Paterson has gone away
to read and write.
Inside the bus one sees
his thoughts sitting and standing. His
thoughts alight and scatter —

 

James Patterson, who was also born not too far from Paterson, in Newburgh, New York, is, like the nineteenth century factories of Paterson, prolifically productive. Fifteen books a year is almost unbelievable. His work methods are fascinating — it’s a sort of factory system. The Telegraph did a piece in 2014 about his team-work. He uses about twenty other authors to write up books based upon an outline he provides. He edits and “corrects” drafts, and acknowledges the co-author on the book. We may react to this with disapproval: how could an author do something like that. But why shouldn’t an author do something like that? Mr Patterson is quite definitely in the entertainment business. Nobody complains for instance that Martin Scorsese doesn’t write the movies he directs or design the costumes, do the makeup, and build the sets: movies are a collaborative business. Why shouldn’t books be too? (We publishing people might be tempted to claim that they always are.) We are all used to the idea of ghost-written celebrity autobiographies after all. Surely nobody can really have objections to some authors using such streamlined production methods; even if they were writing poetry say. Why shouldn’t T. S. Eliot get a co-author in on The Wasteland for instance? Oops. He did didn’t he?

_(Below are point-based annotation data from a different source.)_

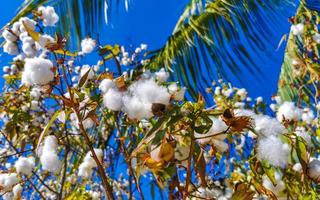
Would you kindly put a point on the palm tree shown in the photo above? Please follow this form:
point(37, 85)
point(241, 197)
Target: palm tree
point(212, 37)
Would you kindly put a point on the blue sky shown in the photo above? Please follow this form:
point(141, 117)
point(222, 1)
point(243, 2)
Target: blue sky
point(152, 22)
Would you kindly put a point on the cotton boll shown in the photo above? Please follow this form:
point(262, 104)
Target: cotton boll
point(84, 70)
point(17, 190)
point(113, 99)
point(136, 109)
point(37, 71)
point(9, 36)
point(24, 165)
point(149, 91)
point(266, 126)
point(297, 29)
point(302, 132)
point(87, 45)
point(50, 161)
point(288, 111)
point(307, 116)
point(31, 24)
point(162, 75)
point(272, 150)
point(105, 85)
point(314, 170)
point(48, 15)
point(10, 48)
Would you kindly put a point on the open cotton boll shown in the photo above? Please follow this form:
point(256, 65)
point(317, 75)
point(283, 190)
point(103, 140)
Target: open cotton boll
point(149, 91)
point(302, 132)
point(136, 109)
point(314, 170)
point(37, 71)
point(266, 126)
point(84, 70)
point(297, 29)
point(50, 161)
point(30, 23)
point(24, 165)
point(272, 150)
point(10, 48)
point(17, 190)
point(87, 45)
point(288, 111)
point(85, 170)
point(105, 85)
point(113, 99)
point(162, 75)
point(48, 15)
point(9, 36)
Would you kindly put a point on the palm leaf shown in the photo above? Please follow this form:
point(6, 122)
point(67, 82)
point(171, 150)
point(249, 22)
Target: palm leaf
point(213, 39)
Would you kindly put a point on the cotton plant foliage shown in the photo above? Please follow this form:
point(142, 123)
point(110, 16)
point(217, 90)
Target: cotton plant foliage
point(77, 131)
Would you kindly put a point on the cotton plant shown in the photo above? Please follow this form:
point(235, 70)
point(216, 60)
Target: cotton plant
point(70, 127)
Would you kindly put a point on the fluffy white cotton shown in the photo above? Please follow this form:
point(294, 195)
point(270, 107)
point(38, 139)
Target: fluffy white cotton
point(24, 165)
point(297, 29)
point(9, 36)
point(10, 48)
point(272, 150)
point(266, 126)
point(48, 15)
point(84, 70)
point(37, 71)
point(288, 111)
point(112, 99)
point(307, 115)
point(314, 170)
point(49, 158)
point(105, 85)
point(162, 75)
point(87, 45)
point(302, 132)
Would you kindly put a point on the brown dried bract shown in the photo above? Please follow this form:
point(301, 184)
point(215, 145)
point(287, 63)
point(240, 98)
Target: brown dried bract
point(237, 124)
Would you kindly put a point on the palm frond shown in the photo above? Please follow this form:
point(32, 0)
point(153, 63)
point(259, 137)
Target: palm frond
point(219, 38)
point(78, 18)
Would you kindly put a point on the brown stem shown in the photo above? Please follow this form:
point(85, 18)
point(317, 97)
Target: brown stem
point(101, 172)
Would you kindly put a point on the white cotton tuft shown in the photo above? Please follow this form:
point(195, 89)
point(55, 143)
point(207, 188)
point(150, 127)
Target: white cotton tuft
point(266, 126)
point(87, 45)
point(9, 36)
point(49, 158)
point(162, 75)
point(272, 150)
point(297, 29)
point(84, 70)
point(105, 85)
point(314, 170)
point(37, 71)
point(113, 99)
point(10, 48)
point(25, 165)
point(48, 15)
point(288, 111)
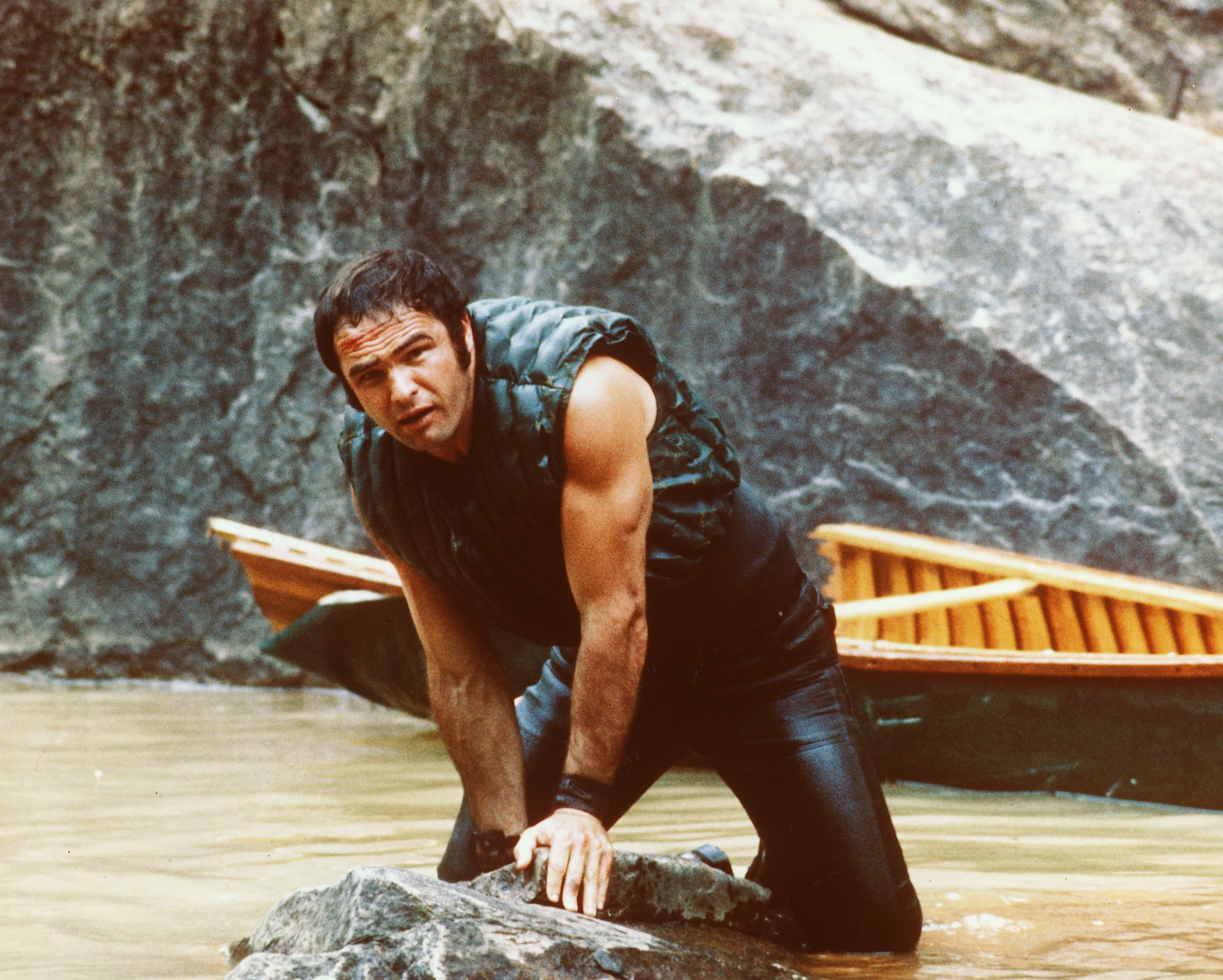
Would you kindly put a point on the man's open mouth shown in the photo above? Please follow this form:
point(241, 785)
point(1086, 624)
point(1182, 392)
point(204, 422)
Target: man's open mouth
point(414, 418)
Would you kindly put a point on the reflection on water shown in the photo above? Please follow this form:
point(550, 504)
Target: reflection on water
point(146, 826)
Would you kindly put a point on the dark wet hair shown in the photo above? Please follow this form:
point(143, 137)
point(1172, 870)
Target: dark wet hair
point(374, 285)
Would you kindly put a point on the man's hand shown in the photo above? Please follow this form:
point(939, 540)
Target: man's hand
point(580, 859)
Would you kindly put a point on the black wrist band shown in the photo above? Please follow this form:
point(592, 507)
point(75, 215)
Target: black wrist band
point(584, 793)
point(494, 850)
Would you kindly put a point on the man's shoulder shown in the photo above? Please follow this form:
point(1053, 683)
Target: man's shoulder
point(542, 341)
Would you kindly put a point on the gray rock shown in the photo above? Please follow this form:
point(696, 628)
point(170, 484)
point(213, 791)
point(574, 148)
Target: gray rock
point(648, 889)
point(1162, 56)
point(385, 922)
point(921, 292)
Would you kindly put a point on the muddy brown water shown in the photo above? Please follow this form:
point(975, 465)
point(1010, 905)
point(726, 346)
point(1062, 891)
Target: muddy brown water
point(145, 826)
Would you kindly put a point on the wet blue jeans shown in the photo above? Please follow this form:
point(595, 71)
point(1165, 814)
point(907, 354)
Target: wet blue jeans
point(753, 684)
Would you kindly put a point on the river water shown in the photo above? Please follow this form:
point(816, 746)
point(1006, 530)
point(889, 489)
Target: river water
point(146, 826)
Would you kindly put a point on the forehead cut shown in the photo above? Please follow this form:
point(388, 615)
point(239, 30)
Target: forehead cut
point(370, 335)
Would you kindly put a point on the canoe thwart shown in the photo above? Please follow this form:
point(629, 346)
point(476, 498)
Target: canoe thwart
point(912, 603)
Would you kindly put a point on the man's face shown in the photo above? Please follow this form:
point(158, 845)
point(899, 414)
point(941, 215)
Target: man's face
point(405, 373)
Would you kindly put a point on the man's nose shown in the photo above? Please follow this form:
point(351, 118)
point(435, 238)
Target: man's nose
point(403, 384)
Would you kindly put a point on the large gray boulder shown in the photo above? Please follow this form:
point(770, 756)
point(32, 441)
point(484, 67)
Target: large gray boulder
point(385, 923)
point(921, 292)
point(1162, 56)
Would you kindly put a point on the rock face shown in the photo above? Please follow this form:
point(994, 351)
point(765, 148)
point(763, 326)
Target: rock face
point(1162, 56)
point(920, 292)
point(383, 923)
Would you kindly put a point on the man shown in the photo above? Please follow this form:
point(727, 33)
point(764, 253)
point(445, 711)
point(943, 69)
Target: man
point(539, 466)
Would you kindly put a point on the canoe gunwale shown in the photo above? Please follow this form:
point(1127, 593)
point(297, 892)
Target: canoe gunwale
point(905, 658)
point(1044, 571)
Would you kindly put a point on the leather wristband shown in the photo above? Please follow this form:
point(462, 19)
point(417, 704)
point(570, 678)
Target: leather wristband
point(584, 793)
point(494, 850)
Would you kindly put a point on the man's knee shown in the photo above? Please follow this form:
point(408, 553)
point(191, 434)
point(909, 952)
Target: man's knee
point(894, 929)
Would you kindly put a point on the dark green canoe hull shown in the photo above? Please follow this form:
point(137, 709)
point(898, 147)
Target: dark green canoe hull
point(1145, 740)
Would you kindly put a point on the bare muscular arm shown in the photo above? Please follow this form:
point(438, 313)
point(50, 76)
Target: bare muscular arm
point(606, 505)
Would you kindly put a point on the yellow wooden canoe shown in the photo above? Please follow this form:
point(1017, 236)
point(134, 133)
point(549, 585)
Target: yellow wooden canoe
point(1069, 620)
point(904, 603)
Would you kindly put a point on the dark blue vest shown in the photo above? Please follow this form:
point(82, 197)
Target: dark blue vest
point(491, 527)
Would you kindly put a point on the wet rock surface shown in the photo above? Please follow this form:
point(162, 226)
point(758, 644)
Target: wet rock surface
point(921, 292)
point(648, 890)
point(385, 922)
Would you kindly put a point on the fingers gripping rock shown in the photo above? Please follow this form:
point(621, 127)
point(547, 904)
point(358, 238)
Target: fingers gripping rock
point(647, 889)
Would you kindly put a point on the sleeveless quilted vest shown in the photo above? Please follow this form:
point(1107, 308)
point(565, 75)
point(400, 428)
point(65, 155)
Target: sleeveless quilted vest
point(491, 527)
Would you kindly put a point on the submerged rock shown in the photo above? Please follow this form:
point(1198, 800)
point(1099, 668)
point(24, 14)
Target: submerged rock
point(386, 922)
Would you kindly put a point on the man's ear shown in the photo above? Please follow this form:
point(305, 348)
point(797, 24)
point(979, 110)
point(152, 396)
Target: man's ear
point(469, 338)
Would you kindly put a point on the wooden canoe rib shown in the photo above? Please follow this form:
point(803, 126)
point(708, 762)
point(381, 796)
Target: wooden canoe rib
point(1074, 621)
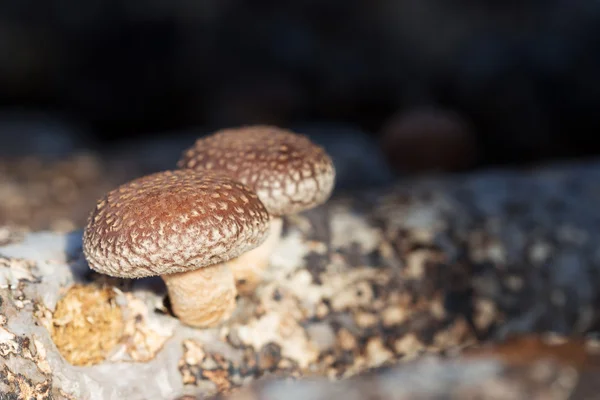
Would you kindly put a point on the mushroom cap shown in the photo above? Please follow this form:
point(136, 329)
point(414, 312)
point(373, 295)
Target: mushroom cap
point(288, 172)
point(173, 221)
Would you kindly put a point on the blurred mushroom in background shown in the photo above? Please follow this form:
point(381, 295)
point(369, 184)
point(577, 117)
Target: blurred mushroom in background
point(427, 140)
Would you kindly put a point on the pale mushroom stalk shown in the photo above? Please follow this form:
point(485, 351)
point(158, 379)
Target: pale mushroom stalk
point(289, 173)
point(183, 226)
point(204, 297)
point(249, 267)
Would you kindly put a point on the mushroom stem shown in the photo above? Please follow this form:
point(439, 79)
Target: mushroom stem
point(249, 267)
point(202, 298)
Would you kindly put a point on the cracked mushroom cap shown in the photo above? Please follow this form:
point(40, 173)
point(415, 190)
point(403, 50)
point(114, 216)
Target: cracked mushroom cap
point(288, 172)
point(173, 221)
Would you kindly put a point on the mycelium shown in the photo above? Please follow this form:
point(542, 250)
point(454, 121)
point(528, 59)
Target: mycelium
point(184, 226)
point(288, 172)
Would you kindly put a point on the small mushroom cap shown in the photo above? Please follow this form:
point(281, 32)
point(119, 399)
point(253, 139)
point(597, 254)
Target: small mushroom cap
point(288, 172)
point(173, 221)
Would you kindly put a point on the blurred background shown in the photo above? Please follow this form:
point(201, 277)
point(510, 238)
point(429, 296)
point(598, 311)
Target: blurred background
point(93, 93)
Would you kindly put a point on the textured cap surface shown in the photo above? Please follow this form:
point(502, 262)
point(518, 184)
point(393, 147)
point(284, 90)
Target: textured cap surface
point(173, 221)
point(288, 172)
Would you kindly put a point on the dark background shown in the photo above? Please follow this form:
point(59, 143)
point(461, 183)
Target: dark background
point(491, 82)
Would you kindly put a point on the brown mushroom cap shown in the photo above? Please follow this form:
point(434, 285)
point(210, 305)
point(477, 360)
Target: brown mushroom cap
point(173, 221)
point(288, 172)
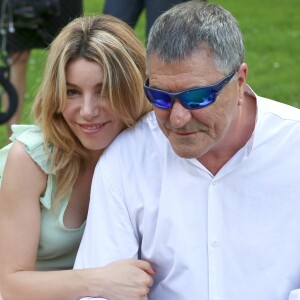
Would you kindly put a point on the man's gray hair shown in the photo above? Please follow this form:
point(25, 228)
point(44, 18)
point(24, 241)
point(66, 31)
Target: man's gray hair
point(196, 25)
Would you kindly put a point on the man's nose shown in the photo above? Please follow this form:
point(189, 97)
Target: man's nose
point(179, 115)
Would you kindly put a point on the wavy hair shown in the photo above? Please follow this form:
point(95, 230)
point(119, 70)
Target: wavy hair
point(113, 45)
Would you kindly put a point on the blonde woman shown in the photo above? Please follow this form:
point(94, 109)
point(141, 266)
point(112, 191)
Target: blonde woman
point(91, 90)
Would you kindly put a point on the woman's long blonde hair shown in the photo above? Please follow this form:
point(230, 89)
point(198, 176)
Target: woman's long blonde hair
point(113, 45)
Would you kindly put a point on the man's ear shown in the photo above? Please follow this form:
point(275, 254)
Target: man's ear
point(242, 78)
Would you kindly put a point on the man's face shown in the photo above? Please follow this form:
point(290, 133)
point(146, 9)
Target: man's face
point(193, 133)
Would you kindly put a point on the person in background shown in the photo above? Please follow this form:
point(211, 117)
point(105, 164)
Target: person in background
point(210, 194)
point(130, 10)
point(91, 90)
point(32, 31)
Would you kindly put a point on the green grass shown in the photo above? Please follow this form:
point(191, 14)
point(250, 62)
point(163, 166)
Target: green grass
point(272, 36)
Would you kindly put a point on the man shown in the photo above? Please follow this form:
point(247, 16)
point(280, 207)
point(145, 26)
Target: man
point(207, 189)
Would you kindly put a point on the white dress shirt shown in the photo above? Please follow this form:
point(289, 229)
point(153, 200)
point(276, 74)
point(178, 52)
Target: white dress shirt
point(232, 236)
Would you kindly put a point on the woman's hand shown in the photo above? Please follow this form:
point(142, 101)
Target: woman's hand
point(128, 279)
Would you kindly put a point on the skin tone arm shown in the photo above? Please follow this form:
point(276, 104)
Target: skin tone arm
point(23, 183)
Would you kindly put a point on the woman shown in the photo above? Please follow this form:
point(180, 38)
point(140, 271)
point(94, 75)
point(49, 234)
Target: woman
point(92, 89)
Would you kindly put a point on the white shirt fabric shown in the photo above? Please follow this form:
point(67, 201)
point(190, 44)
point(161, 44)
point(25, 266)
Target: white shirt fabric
point(232, 236)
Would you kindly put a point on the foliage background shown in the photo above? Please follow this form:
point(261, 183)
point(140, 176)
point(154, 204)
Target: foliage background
point(271, 30)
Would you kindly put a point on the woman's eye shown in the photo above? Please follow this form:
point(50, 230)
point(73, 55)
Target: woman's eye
point(72, 92)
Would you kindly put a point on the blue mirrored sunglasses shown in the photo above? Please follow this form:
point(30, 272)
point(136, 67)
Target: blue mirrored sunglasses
point(195, 98)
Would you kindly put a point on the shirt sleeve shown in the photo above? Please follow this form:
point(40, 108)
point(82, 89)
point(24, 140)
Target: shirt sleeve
point(109, 234)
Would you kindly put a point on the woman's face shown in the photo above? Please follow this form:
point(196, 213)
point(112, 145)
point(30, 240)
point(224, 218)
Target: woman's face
point(88, 114)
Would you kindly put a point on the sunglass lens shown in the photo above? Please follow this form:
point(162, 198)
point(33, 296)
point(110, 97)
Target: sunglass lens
point(196, 99)
point(159, 99)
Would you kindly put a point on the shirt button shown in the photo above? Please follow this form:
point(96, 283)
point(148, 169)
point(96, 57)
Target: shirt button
point(215, 244)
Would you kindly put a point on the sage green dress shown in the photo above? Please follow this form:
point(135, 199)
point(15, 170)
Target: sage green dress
point(58, 245)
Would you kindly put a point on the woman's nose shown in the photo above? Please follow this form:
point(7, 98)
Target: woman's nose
point(90, 107)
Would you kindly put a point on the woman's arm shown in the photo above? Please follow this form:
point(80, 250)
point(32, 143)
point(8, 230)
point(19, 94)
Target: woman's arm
point(23, 183)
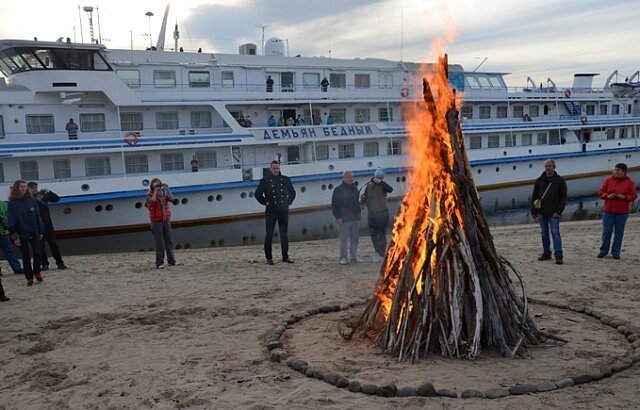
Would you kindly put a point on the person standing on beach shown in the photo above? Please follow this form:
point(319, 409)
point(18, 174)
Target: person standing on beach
point(26, 228)
point(548, 200)
point(157, 202)
point(346, 209)
point(618, 192)
point(375, 199)
point(276, 192)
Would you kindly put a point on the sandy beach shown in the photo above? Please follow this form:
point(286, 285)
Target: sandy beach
point(113, 332)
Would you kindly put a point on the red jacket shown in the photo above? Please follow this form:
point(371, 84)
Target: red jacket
point(613, 185)
point(159, 209)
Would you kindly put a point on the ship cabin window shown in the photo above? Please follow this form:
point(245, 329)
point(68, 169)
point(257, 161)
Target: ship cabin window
point(136, 164)
point(339, 115)
point(207, 159)
point(199, 79)
point(362, 115)
point(227, 79)
point(475, 142)
point(97, 166)
point(40, 124)
point(167, 120)
point(172, 162)
point(371, 149)
point(201, 119)
point(394, 148)
point(92, 122)
point(346, 150)
point(29, 170)
point(385, 114)
point(131, 121)
point(311, 80)
point(338, 80)
point(164, 78)
point(321, 152)
point(385, 80)
point(61, 168)
point(130, 77)
point(362, 81)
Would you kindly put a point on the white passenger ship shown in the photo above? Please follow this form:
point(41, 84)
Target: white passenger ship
point(147, 113)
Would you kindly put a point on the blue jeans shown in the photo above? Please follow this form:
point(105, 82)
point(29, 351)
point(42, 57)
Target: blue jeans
point(547, 222)
point(611, 222)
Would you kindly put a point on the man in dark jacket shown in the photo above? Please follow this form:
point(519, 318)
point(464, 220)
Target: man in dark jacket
point(276, 192)
point(43, 198)
point(548, 200)
point(346, 209)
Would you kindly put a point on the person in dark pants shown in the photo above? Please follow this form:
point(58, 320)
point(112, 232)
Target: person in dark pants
point(375, 198)
point(43, 198)
point(26, 228)
point(276, 192)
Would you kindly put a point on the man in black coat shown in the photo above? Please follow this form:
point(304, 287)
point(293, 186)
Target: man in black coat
point(43, 198)
point(276, 192)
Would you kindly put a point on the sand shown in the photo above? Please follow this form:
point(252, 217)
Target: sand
point(111, 332)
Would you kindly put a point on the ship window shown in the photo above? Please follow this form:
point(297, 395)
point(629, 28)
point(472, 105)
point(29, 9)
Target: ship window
point(346, 150)
point(337, 80)
point(130, 77)
point(386, 80)
point(136, 164)
point(40, 124)
point(207, 159)
point(321, 152)
point(371, 149)
point(167, 120)
point(164, 78)
point(385, 114)
point(199, 79)
point(339, 115)
point(362, 81)
point(131, 121)
point(97, 166)
point(61, 168)
point(92, 122)
point(172, 162)
point(310, 80)
point(201, 119)
point(29, 170)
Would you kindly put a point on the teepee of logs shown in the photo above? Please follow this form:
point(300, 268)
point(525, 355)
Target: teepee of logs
point(443, 288)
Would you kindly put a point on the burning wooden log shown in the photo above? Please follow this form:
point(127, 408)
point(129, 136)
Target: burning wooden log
point(443, 287)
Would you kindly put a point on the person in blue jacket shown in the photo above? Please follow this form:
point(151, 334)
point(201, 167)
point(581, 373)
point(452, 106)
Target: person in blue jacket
point(25, 228)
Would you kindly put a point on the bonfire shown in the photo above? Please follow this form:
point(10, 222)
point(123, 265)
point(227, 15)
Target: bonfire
point(443, 288)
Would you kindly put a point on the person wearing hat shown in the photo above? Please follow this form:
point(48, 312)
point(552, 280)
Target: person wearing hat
point(375, 199)
point(618, 192)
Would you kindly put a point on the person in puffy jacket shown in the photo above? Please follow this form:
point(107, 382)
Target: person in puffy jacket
point(157, 202)
point(618, 192)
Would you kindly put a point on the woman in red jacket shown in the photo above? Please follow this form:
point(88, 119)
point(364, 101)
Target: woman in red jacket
point(618, 191)
point(157, 202)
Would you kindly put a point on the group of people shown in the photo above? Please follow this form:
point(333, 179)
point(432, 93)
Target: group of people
point(549, 198)
point(26, 222)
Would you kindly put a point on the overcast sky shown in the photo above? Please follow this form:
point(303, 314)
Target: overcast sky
point(540, 39)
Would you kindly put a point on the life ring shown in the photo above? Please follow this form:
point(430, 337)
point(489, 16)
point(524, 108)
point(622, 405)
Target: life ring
point(131, 138)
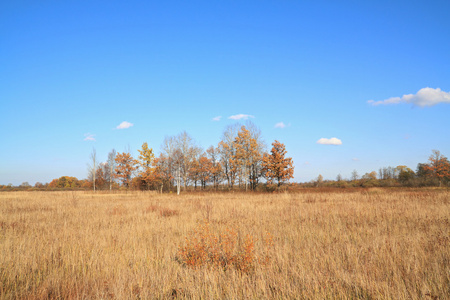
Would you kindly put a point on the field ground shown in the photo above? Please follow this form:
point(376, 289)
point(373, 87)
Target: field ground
point(368, 244)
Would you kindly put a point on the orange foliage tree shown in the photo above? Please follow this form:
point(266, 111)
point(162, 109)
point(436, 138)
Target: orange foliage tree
point(438, 166)
point(276, 165)
point(246, 156)
point(146, 161)
point(125, 166)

Mr Patterson is well known for his benevolence towards independent bookstores and other initiatives in defense of the book business. Now he plans to convert the vast world of non-readers into avid book buyers by giving them what he believes they want: short books which can be quickly read and loved. Here’s The New York Times story about the proposal. The 150pp max. books will be published by Little Brown. Some will be written by Patterson, some by his factory system and others selected by him. Thank you Mr Patterson. Every little thing helps, and I suspect that your name is more likely to bring in new readers than most. And I dare say there’s a royalty in there somewhere.